Сердце бухало так, что в груди делалось больно. В горле стоял ком, в ногах разливалась противная слабость. Я прислонилась к стене, чтобы не упасть.
Григорий смотрел с вызовом, с заносчивой презрительностью.
– Почему… зачем ты это делаешь? – через силу спросила я.
Он натянул джинсы, огляделся в поисках футболки. Та валялась у моих ног, и я с трудом подавила желание тут же заботливо поднять ее, будто угодливый слуга. Слишком много чести для этого бессовестного идиота.
Григорий отыскал взглядом футболку, подошел ко мне вплотную.

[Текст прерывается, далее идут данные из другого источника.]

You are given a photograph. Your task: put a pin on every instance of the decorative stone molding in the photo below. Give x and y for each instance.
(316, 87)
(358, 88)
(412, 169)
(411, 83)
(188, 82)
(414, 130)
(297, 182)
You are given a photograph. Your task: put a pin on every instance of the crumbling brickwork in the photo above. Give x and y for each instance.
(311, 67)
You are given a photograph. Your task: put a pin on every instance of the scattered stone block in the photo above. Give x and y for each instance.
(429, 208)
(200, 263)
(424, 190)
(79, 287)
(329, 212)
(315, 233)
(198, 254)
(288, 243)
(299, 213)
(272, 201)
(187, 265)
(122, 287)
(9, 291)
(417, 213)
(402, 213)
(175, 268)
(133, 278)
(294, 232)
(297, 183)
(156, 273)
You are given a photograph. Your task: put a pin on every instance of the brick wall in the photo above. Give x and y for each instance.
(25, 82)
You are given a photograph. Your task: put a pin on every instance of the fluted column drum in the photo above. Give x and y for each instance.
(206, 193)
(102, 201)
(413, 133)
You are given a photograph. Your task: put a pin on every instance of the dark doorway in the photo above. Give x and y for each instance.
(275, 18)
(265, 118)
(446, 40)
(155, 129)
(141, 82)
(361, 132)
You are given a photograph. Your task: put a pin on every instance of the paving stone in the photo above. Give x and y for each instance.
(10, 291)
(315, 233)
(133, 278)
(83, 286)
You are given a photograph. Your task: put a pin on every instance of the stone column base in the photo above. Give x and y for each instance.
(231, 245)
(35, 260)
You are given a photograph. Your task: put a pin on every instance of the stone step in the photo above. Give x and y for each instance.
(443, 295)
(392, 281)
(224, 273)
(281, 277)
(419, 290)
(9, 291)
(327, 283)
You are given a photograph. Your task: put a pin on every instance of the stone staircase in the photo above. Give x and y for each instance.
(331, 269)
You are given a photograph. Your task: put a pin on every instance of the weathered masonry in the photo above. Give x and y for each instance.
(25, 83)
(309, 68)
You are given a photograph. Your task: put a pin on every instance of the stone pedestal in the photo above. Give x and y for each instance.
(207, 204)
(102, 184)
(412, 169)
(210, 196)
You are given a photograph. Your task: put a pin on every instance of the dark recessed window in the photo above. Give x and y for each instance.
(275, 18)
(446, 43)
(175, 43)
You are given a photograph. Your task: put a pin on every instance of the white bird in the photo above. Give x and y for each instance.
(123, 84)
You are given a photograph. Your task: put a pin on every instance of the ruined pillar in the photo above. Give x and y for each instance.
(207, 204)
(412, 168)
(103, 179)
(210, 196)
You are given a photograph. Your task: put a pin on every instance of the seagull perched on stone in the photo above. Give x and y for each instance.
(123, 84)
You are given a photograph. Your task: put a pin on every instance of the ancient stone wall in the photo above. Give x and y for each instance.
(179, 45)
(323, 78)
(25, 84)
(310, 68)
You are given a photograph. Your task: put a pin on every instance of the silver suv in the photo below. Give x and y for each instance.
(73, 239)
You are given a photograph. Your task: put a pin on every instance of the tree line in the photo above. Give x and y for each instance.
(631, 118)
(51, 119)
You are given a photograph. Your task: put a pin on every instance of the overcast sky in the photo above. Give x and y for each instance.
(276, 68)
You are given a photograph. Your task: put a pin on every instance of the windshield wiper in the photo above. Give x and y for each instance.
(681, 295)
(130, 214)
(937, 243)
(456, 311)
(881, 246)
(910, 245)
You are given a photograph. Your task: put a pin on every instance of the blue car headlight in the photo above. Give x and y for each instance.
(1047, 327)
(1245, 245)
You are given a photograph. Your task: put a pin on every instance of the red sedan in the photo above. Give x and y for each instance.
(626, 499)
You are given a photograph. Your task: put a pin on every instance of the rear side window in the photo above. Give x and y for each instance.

– С чего ты решила, что мне интересно перед тобой исповедаться? – холодно спросил он.
Кажется, он ни капли не раскаивался в содеянном. Да, точно не раскаивался.
Я против воли опять мазнула взглядом по смятой постели, по свесившейся с ее края шелковой простыне. Сглотнула.
– То, что ты делаешь, отвратительно, – выпалила я, вздернув подбородок. – Ты – отвратителен!
– Ни тебе читать мне мораль. – Усмехнувшись, он поднял футболку, не торопясь надел, но в сторону не отошел, навис надо мной скалою.
У меня почти сразу возникло ощущение, будто Григорий каким-то образом вобрал в себя весь кислород. Я делала один глубокий вдох за другим, но мне все больше не хватало воздуха.
– Если бы я с самого начала знала, что ты задумал, никогда бы не стала с тобой работать.
– Серьезно? – Он демонстративно вскинул брови. – А, по-моему, ты нагло врешь. Еще как стала бы, с превеликим удовольствием. Но зарплату, конечно, попросила бы больше.
Я мотнула головой. Меня почти трясло, хотелось оттолкнуть его, огреть чем-нибудь тяжелым.
– Не волнуйся, я выпишу тебе премию, – с насмешкой произнес он. – За все перенесенные моральные страдания.
– Да пошел ты! – сиплым голосом выкрикнула я. – Мне от такого, как ты, ни копейки не надо. И вообще, я больше на тебя не работаю!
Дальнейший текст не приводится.